REBOL 3.0

Comments on: Solving the DIR? problem.

Carl Sassenrath, CTO
REBOL Technologies
20-Aug-2009 18:22 GMT

Article #0238
Main page || Index || Prior Article [0237] || Next Article [0239] || 16 Comments || Send feedback

I need your ideas on how best to solve the DIR? problem (bug #602).

The problem simply stated: if you specify a file name (or path) how do we determine if it is a directory.

The current algorithm is:

  1. Check if the name ends with "/" - if so, it refers to a directory.
  2. If it does not end with "/", check if the file exists, and if so, determine if it is a file or directory.

So, the algorithm mixes both the lexical check of the filename with the actual check of the local file.

There are two main problems with this:

  1. If the file name ends with "/", we just assume that it is a directory reference. However, locally a file of that name (without the /) may be present.
  2. It would be nice if the mechanism worked for URL's as well. So, when processing something like an HTTP request, we can use DIR? along the way. This is problematic if we check local storage, which in many cases is unrelated to the URL itself.

Although it would be nice to believe that there is a simple solution here, the compound behavior of the current DIR? function might cause more confusion than it's worth.

However, it would be nice to have a way to easily check file and URL paths. I often write:

if #"/" = last file-path [...]

and I'd prefer to write something a lot more clear, perhaps:

if dir-name? file-path [...]

or:

if is-dir? file-path [...]

Please let me know your comments soon. I realize it's still summer vacation, but dust that sand off your keyboard and post a comment.

16 Comments

Comments:

Ben
20-Aug-2009 16:22:59
I suppose I can start:

Seems like four different checks are being performed and its not currently clear which one.

1,2. string-check: does the {%file/path/string} refer to a file or directory? i.e. what did the programmer/user mean?

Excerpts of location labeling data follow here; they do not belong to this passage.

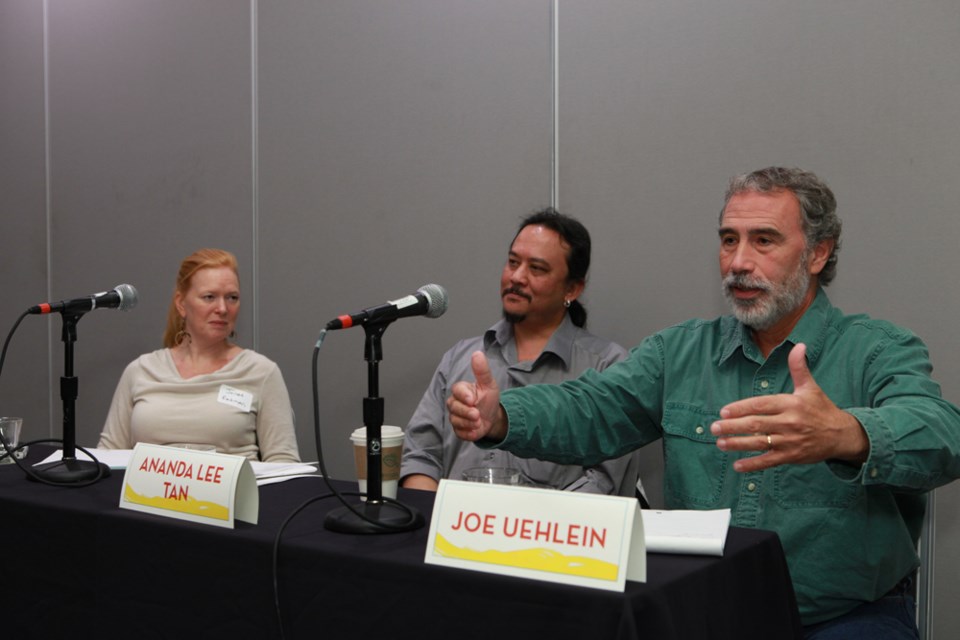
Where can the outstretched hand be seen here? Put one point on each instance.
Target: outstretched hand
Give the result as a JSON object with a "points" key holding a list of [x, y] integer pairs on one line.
{"points": [[474, 407], [798, 428]]}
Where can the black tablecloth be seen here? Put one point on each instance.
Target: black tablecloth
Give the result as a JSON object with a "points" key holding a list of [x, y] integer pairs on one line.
{"points": [[76, 565]]}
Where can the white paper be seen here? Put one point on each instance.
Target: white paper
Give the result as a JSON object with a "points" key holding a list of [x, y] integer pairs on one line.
{"points": [[690, 532], [265, 472]]}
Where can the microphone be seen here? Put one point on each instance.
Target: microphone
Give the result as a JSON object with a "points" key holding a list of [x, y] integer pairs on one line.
{"points": [[429, 300], [123, 297]]}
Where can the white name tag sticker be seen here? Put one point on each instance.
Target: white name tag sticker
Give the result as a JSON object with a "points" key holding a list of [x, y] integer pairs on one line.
{"points": [[235, 398], [556, 536], [200, 486]]}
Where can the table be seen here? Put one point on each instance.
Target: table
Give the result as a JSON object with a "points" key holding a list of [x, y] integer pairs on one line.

3,4. physical-device-check: does the {%file/path/string} exist on the physical device as a directory or file?

RobertS
20-Aug-2009 17:56:11
The URI case is one thing, but even actual URL's can be so odd in practice: for example at www.cl1p.net web clipboarding service if you go to www.clip1.net/rebol and then enter the address www.clip1.net/rebol/dir/ and save a note, you will get the same behavior as if you had instead entered www.clip1.net/rebol/dir and subsequent navigation to www.clip1.net/rebol/dir/ gives the same result as www.clip1.net/rebol/dir which is just that content - yet it is easy to imagine that behavior changing at python-based www.cl1p.COM when it comes online. So it seems a challenge ...
RobertS
20-Aug-2009 17:59:50
excuse my typos above pls: those URLs above should all be cl1p with a "one" digit and not an #"i" as in cl1p.net

Should we check if the URL is in a scheme such as FTP where a closing slash after domain must be meaningful?

Sunanda
20-Aug-2009 18:06:06
A existing R3 change over R2 is that EXISTS? returns [DIR FILE NONE] rather than [TRUE FALSE]

exists? %r3-a78.exe
== file

exists? %. == dir

exists? %no-such-file.txt == none

That covers the case for actual, existing files. And suggests to me that DIR? can be relegated to a simple "does the name appear to be the correct template for a folder name?" ie end in a "/"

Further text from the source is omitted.